Bush administration officials dispute the notion that they've ignored the region.

The State Department routinely lists achievements like a $3.4 billion debt-relief package for the hemisphere's five poorest countries, an ethanol-promotion deal with Brazil and a new $1.4 billion anti-drug-trafficking aid package for Mexico and Central America awaiting congressional approval.

Total U.S. aid to Latin America jumped from $1.2 billion in 2001 to - if Congress approves a budget request - $2.7 billion in 2009, according to the aid-tracking website justf.org.

Bush has negotiated numerous free-trade deals and met his Brazilian counterpart Luiz Inacio Lula da Silva nine times. Bush's trip to Latin America last year was his eighth, more than any president in U.S. history.

The free-trade umbrella now includes Chile, Central America, the Dominican Republic and Peru, with Colombia and Panama waiting in the wings.

But all that doesn't impress the critics.
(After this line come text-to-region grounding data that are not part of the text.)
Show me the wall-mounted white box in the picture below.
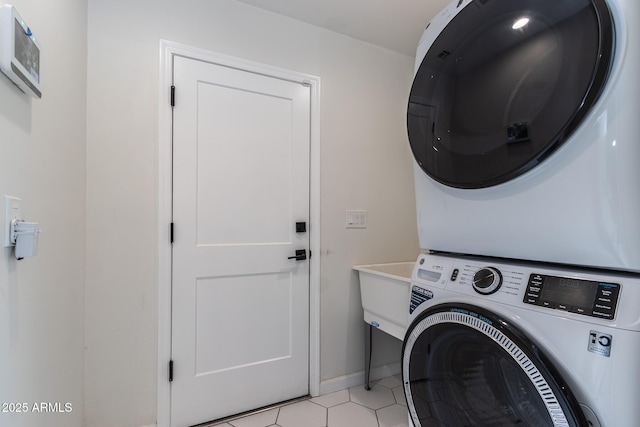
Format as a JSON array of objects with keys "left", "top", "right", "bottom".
[
  {"left": 0, "top": 5, "right": 42, "bottom": 98},
  {"left": 346, "top": 209, "right": 367, "bottom": 229},
  {"left": 12, "top": 220, "right": 40, "bottom": 258}
]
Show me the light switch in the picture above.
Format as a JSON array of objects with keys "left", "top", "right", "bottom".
[
  {"left": 346, "top": 210, "right": 367, "bottom": 229},
  {"left": 4, "top": 196, "right": 21, "bottom": 247}
]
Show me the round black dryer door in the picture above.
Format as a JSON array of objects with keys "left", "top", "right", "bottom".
[
  {"left": 407, "top": 0, "right": 614, "bottom": 188},
  {"left": 402, "top": 304, "right": 589, "bottom": 427}
]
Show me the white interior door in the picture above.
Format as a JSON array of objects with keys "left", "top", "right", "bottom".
[{"left": 171, "top": 55, "right": 311, "bottom": 427}]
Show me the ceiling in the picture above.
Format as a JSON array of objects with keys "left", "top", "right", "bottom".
[{"left": 235, "top": 0, "right": 451, "bottom": 56}]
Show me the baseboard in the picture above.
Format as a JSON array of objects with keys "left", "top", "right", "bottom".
[{"left": 318, "top": 362, "right": 401, "bottom": 396}]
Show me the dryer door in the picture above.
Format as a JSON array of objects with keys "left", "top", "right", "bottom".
[
  {"left": 407, "top": 0, "right": 614, "bottom": 189},
  {"left": 402, "top": 303, "right": 588, "bottom": 427}
]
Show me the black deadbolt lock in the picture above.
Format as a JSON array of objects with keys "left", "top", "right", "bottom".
[{"left": 296, "top": 222, "right": 307, "bottom": 233}]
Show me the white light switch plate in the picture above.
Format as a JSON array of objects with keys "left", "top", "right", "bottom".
[
  {"left": 346, "top": 209, "right": 367, "bottom": 229},
  {"left": 4, "top": 196, "right": 21, "bottom": 247}
]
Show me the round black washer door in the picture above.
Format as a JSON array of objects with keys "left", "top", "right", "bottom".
[
  {"left": 402, "top": 303, "right": 589, "bottom": 427},
  {"left": 407, "top": 0, "right": 614, "bottom": 188}
]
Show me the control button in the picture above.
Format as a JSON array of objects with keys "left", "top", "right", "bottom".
[
  {"left": 596, "top": 286, "right": 620, "bottom": 303},
  {"left": 592, "top": 310, "right": 614, "bottom": 319},
  {"left": 472, "top": 267, "right": 503, "bottom": 295},
  {"left": 524, "top": 274, "right": 544, "bottom": 305},
  {"left": 529, "top": 274, "right": 544, "bottom": 286},
  {"left": 573, "top": 307, "right": 587, "bottom": 315},
  {"left": 450, "top": 268, "right": 459, "bottom": 281}
]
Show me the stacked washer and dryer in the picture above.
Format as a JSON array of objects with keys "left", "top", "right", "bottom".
[{"left": 402, "top": 0, "right": 640, "bottom": 426}]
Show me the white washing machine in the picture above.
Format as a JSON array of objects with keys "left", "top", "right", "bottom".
[
  {"left": 407, "top": 0, "right": 640, "bottom": 272},
  {"left": 402, "top": 252, "right": 640, "bottom": 427}
]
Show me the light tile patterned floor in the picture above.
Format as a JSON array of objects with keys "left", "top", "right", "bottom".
[{"left": 208, "top": 376, "right": 408, "bottom": 427}]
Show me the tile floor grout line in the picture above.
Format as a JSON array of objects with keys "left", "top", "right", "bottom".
[
  {"left": 324, "top": 400, "right": 328, "bottom": 427},
  {"left": 214, "top": 395, "right": 304, "bottom": 427},
  {"left": 273, "top": 406, "right": 281, "bottom": 427},
  {"left": 207, "top": 375, "right": 408, "bottom": 427}
]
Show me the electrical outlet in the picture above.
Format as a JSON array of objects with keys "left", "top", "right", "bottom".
[{"left": 4, "top": 196, "right": 21, "bottom": 247}]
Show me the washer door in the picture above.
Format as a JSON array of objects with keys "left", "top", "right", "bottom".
[
  {"left": 407, "top": 0, "right": 614, "bottom": 188},
  {"left": 402, "top": 304, "right": 589, "bottom": 427}
]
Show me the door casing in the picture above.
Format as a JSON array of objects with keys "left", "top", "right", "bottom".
[{"left": 156, "top": 39, "right": 321, "bottom": 427}]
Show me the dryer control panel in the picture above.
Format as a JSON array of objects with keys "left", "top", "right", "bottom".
[{"left": 524, "top": 274, "right": 620, "bottom": 320}]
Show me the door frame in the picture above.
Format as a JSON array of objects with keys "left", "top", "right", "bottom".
[{"left": 156, "top": 40, "right": 321, "bottom": 427}]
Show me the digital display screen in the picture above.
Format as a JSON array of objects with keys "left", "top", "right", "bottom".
[
  {"left": 525, "top": 273, "right": 620, "bottom": 319},
  {"left": 14, "top": 18, "right": 39, "bottom": 83},
  {"left": 539, "top": 277, "right": 598, "bottom": 309}
]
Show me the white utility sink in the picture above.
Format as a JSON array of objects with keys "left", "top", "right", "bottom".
[
  {"left": 354, "top": 261, "right": 415, "bottom": 389},
  {"left": 353, "top": 261, "right": 414, "bottom": 340}
]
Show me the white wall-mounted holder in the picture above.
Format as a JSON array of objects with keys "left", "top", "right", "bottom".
[{"left": 9, "top": 219, "right": 41, "bottom": 260}]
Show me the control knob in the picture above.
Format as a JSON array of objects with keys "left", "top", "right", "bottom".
[{"left": 472, "top": 267, "right": 503, "bottom": 295}]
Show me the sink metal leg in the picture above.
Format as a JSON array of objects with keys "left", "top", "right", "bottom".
[{"left": 365, "top": 322, "right": 372, "bottom": 390}]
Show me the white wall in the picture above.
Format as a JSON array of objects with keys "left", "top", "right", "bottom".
[
  {"left": 86, "top": 0, "right": 419, "bottom": 425},
  {"left": 0, "top": 0, "right": 87, "bottom": 426}
]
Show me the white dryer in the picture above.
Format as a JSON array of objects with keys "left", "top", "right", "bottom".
[
  {"left": 402, "top": 252, "right": 640, "bottom": 427},
  {"left": 408, "top": 0, "right": 640, "bottom": 271}
]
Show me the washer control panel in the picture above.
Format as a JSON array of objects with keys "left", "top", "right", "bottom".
[
  {"left": 412, "top": 253, "right": 628, "bottom": 321},
  {"left": 524, "top": 273, "right": 620, "bottom": 320}
]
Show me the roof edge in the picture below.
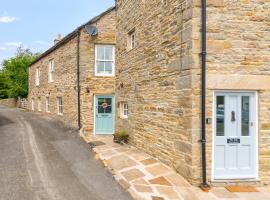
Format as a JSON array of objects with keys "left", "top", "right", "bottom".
[{"left": 29, "top": 6, "right": 116, "bottom": 66}]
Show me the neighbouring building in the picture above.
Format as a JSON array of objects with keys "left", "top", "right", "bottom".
[
  {"left": 115, "top": 0, "right": 270, "bottom": 186},
  {"left": 28, "top": 7, "right": 116, "bottom": 135}
]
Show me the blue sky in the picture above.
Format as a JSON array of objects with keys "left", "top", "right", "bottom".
[{"left": 0, "top": 0, "right": 115, "bottom": 65}]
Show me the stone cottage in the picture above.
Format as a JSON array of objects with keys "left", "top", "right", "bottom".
[
  {"left": 115, "top": 0, "right": 270, "bottom": 187},
  {"left": 28, "top": 7, "right": 116, "bottom": 135}
]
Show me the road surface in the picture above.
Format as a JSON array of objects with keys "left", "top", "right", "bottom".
[{"left": 0, "top": 105, "right": 132, "bottom": 200}]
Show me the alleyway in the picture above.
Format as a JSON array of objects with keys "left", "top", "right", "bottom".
[{"left": 0, "top": 106, "right": 132, "bottom": 200}]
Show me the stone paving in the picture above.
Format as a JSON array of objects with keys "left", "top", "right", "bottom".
[{"left": 82, "top": 135, "right": 270, "bottom": 200}]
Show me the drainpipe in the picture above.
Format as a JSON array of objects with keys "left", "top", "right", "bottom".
[
  {"left": 200, "top": 0, "right": 209, "bottom": 190},
  {"left": 76, "top": 29, "right": 81, "bottom": 130}
]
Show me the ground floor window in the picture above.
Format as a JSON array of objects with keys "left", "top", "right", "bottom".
[
  {"left": 38, "top": 98, "right": 41, "bottom": 111},
  {"left": 46, "top": 97, "right": 50, "bottom": 112},
  {"left": 57, "top": 97, "right": 63, "bottom": 115},
  {"left": 32, "top": 99, "right": 35, "bottom": 110},
  {"left": 120, "top": 102, "right": 128, "bottom": 119}
]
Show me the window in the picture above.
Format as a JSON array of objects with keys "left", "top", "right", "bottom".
[
  {"left": 48, "top": 60, "right": 55, "bottom": 82},
  {"left": 95, "top": 45, "right": 115, "bottom": 76},
  {"left": 57, "top": 97, "right": 63, "bottom": 115},
  {"left": 38, "top": 98, "right": 41, "bottom": 112},
  {"left": 46, "top": 97, "right": 50, "bottom": 112},
  {"left": 35, "top": 67, "right": 40, "bottom": 86},
  {"left": 241, "top": 96, "right": 250, "bottom": 136},
  {"left": 32, "top": 99, "right": 34, "bottom": 110},
  {"left": 128, "top": 30, "right": 136, "bottom": 50},
  {"left": 120, "top": 102, "right": 128, "bottom": 119},
  {"left": 216, "top": 96, "right": 224, "bottom": 136}
]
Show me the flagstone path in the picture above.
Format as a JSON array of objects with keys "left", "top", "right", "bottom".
[{"left": 82, "top": 135, "right": 270, "bottom": 200}]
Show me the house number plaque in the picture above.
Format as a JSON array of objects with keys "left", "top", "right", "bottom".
[{"left": 227, "top": 138, "right": 240, "bottom": 144}]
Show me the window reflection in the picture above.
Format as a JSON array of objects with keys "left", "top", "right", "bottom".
[
  {"left": 216, "top": 96, "right": 225, "bottom": 136},
  {"left": 242, "top": 96, "right": 250, "bottom": 136}
]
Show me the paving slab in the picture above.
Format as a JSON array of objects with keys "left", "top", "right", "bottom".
[
  {"left": 121, "top": 168, "right": 145, "bottom": 181},
  {"left": 212, "top": 188, "right": 238, "bottom": 198},
  {"left": 86, "top": 135, "right": 270, "bottom": 200},
  {"left": 108, "top": 155, "right": 138, "bottom": 170}
]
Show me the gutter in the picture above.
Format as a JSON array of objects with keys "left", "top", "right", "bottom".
[
  {"left": 200, "top": 0, "right": 210, "bottom": 190},
  {"left": 76, "top": 29, "right": 81, "bottom": 130}
]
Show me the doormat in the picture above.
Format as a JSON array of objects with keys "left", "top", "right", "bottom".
[
  {"left": 225, "top": 186, "right": 258, "bottom": 192},
  {"left": 88, "top": 141, "right": 105, "bottom": 148}
]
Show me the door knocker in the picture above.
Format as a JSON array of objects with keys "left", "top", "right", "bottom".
[{"left": 231, "top": 111, "right": 236, "bottom": 122}]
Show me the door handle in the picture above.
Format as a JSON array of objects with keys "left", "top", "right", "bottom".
[{"left": 231, "top": 111, "right": 236, "bottom": 122}]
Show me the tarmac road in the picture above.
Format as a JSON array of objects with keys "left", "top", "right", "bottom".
[{"left": 0, "top": 105, "right": 132, "bottom": 200}]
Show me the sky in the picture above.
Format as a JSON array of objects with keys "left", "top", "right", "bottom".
[{"left": 0, "top": 0, "right": 115, "bottom": 66}]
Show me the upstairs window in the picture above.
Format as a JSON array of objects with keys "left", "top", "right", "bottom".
[
  {"left": 128, "top": 29, "right": 136, "bottom": 50},
  {"left": 46, "top": 97, "right": 50, "bottom": 112},
  {"left": 95, "top": 45, "right": 115, "bottom": 76},
  {"left": 35, "top": 67, "right": 40, "bottom": 86},
  {"left": 48, "top": 60, "right": 55, "bottom": 82},
  {"left": 57, "top": 97, "right": 63, "bottom": 115},
  {"left": 120, "top": 102, "right": 128, "bottom": 119}
]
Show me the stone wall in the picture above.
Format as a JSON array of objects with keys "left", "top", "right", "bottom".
[
  {"left": 0, "top": 98, "right": 17, "bottom": 108},
  {"left": 116, "top": 0, "right": 270, "bottom": 185},
  {"left": 79, "top": 9, "right": 116, "bottom": 137},
  {"left": 115, "top": 0, "right": 196, "bottom": 183},
  {"left": 28, "top": 35, "right": 78, "bottom": 128},
  {"left": 191, "top": 0, "right": 270, "bottom": 184},
  {"left": 28, "top": 8, "right": 116, "bottom": 132}
]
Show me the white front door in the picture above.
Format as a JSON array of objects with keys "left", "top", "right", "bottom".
[{"left": 213, "top": 92, "right": 257, "bottom": 180}]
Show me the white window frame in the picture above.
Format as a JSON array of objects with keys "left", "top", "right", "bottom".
[
  {"left": 120, "top": 102, "right": 128, "bottom": 119},
  {"left": 38, "top": 98, "right": 41, "bottom": 112},
  {"left": 32, "top": 99, "right": 35, "bottom": 111},
  {"left": 46, "top": 96, "right": 50, "bottom": 112},
  {"left": 95, "top": 45, "right": 115, "bottom": 77},
  {"left": 48, "top": 60, "right": 55, "bottom": 83},
  {"left": 57, "top": 97, "right": 63, "bottom": 115},
  {"left": 35, "top": 67, "right": 40, "bottom": 86}
]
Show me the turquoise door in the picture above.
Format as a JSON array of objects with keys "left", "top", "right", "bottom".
[{"left": 95, "top": 95, "right": 115, "bottom": 134}]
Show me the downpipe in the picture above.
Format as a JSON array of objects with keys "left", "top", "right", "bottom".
[{"left": 200, "top": 0, "right": 210, "bottom": 191}]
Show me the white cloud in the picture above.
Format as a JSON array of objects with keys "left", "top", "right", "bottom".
[
  {"left": 5, "top": 42, "right": 22, "bottom": 47},
  {"left": 0, "top": 16, "right": 17, "bottom": 23}
]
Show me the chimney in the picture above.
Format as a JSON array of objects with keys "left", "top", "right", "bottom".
[{"left": 54, "top": 33, "right": 62, "bottom": 45}]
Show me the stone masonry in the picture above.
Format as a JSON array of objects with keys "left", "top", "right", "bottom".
[
  {"left": 115, "top": 0, "right": 196, "bottom": 184},
  {"left": 28, "top": 7, "right": 116, "bottom": 133},
  {"left": 115, "top": 0, "right": 270, "bottom": 185},
  {"left": 28, "top": 36, "right": 78, "bottom": 128}
]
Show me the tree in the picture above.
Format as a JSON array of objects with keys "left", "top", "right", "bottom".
[
  {"left": 0, "top": 73, "right": 9, "bottom": 99},
  {"left": 0, "top": 46, "right": 40, "bottom": 99}
]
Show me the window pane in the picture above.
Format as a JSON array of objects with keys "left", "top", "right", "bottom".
[
  {"left": 242, "top": 96, "right": 250, "bottom": 136},
  {"left": 98, "top": 98, "right": 112, "bottom": 113},
  {"left": 96, "top": 46, "right": 105, "bottom": 60},
  {"left": 97, "top": 61, "right": 105, "bottom": 73},
  {"left": 216, "top": 96, "right": 225, "bottom": 136},
  {"left": 104, "top": 62, "right": 112, "bottom": 74},
  {"left": 51, "top": 71, "right": 54, "bottom": 81},
  {"left": 105, "top": 47, "right": 113, "bottom": 60}
]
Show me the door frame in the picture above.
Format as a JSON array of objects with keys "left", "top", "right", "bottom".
[
  {"left": 211, "top": 90, "right": 259, "bottom": 181},
  {"left": 93, "top": 94, "right": 115, "bottom": 135}
]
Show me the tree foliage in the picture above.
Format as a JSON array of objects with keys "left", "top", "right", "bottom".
[{"left": 0, "top": 46, "right": 40, "bottom": 99}]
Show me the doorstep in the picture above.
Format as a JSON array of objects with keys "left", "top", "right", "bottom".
[{"left": 81, "top": 135, "right": 270, "bottom": 200}]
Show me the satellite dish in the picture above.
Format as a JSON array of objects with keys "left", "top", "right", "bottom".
[{"left": 85, "top": 24, "right": 98, "bottom": 36}]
“Certainly, there is no consistent pattern of interest or concern in the administration for Latin America,” said Riordan Roett, of the Johns Hopkins School of Advanced International Studies and an informal advisor to Sen. Barack Obama's campaign. "Maybe we can't expect this, but there's been no grand scheme, broader integration between the U.S. and Latin America. We're each kind of going our own way.”

Luigi Einaudi, a former U.S. diplomat and head of the Organization of American States, says the United States would generate more goodwill if it shuttered the Guantanamo Bay detention center in Cuba, passed a free-trade agreement with Colombia and stopped deporting 70,000 “criminal aliens” every year to countries in Latin America and the Caribbean ill-equipped to receive them.

Some critics say changing the Cuba policy also will help. A new Cuba approach, says Lawrence Wilkerson, a former chief of staff to Secretary of State Colin Powell, would be a “superb opening toward refurbishing” the Latin America policy that he describes as "bordering on failure.”

One program initiated by Bush is seen as working: the Millennium Challenge Corporation, which gives aid to countries that pass a set of 17 development indicators, put together by outside watchdogs like Transparency International.

John Danilovich, who heads the program, says MCC is so popular that even Nicaraguan President Daniel Ortega, an old Cold War foe and Chavez ally, had to admit as much when he visited an MCC program in the northern town of Chinandega.

With Danilovich at his side, Ortega ended his speech at a local plaza with the words "Viva Estados Unidos!"